Crédito difícil
por
Ricardo Arroja
05-02-2010
(publicado no jornal "Vida Económica a 5/02/2010)
Há uns meses, em 2009, uma investigadora do Banco de Portugal, Diana Bonfim, publicou um estudo, dedicado ao tema dos custos associados ao crédito bancário, intitulado “The number of bank relationships, borrowing costs and bank competition” (Número de relações bancárias, custos com endividamento e concorrência bancária). A economista chegou a um conjunto de conclusões muito interessantes, nomeadamente, que em Portugal, em boa medida devido à existência da Central de Responsabilidades de Crédito, o estabelecimento de relações bancárias com mais do que um banco permitiria reduzir a taxa de juro média em 9 a 20 pontos base. E de seguida observou: a empresa típica portuguesa recorre a 3 bancos diferentes na condução do seu negócio no dia a dia.

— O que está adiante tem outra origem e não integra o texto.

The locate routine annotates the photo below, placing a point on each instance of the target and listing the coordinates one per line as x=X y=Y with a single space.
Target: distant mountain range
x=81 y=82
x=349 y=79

Primeiro, o que é a Central de Responsabilidades de Crédito? É uma base de dados, onde constam todos os devedores bancários cuja dívida exceda os cinquenta euros. Portanto, bem representativa do devedor português. Trata-se de um modelo relativamente inovador – por exemplo, nos Estados Unidos não existe nada do género – e que surge na sequência de outras inovações realizadas nos últimos anos em Portugal no sector bancário. Assim, no nosso país, sempre que alguém pretende recorrer à contratação de um novo crédito, ou à abertura de uma simples conta, o banco rapidamente consulta o histórico desse devedor em particular. Este nível de transparência permite, em teoria, que os bancos se sintam, por um lado, mais confortáveis com novos clientes – pois podem estimar o risco do cliente – mas, por outro lado, menos confortáveis quando se apercebem de quantos concorrentes enfrentam – o que, à partida, garante ao cliente uma posição negocial favorável. Por isso, é que, à medida que os clientes têm relações com mais bancos, considerando que os bancos rejeitam os “maus” clientes, a taxa de juro média tende a baixar, na proporção antes citada. E, acrescento eu, parece razoável assumir-se que o volume de crédito tenderá a aumentar até certo ponto.

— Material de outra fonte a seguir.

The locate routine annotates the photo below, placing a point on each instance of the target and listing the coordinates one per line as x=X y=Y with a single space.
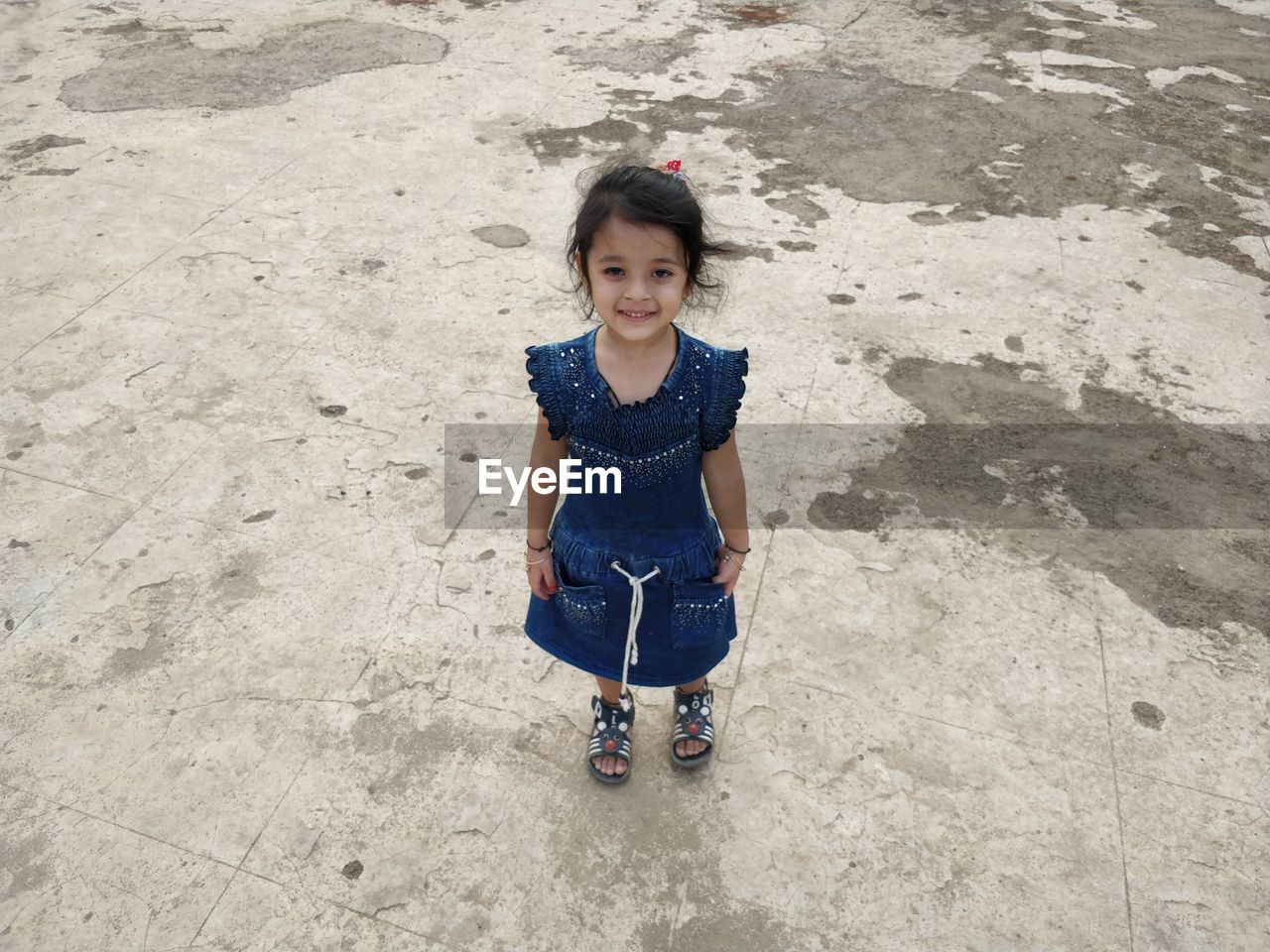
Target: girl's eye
x=659 y=271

Infelizmente, também de acordo com o Banco de Portugal, no seu último boletim estatístico de Janeiro, no capítulo dedicado à análise dos agregados de crédito, este indica que, no espaço do último ano, o crédito atribuído a particulares e às empresas não financeiras continuou a crescer, porém, fê-lo a um ritmo anual que foi cerca de metade da taxa de variação anual de todo o crédito interno concedido em Portugal. Assim, tendo em conta que o mal parado não duplicou no espaço do último ano, é caso para perguntar: mas então, se o sistema bancário nacional é tão transparente, purgando os “maus” clientes, e se a mesma informação está disponível para todos os bancos, por que é que isso não se reflecte na distribuição do volume de crédito concedido?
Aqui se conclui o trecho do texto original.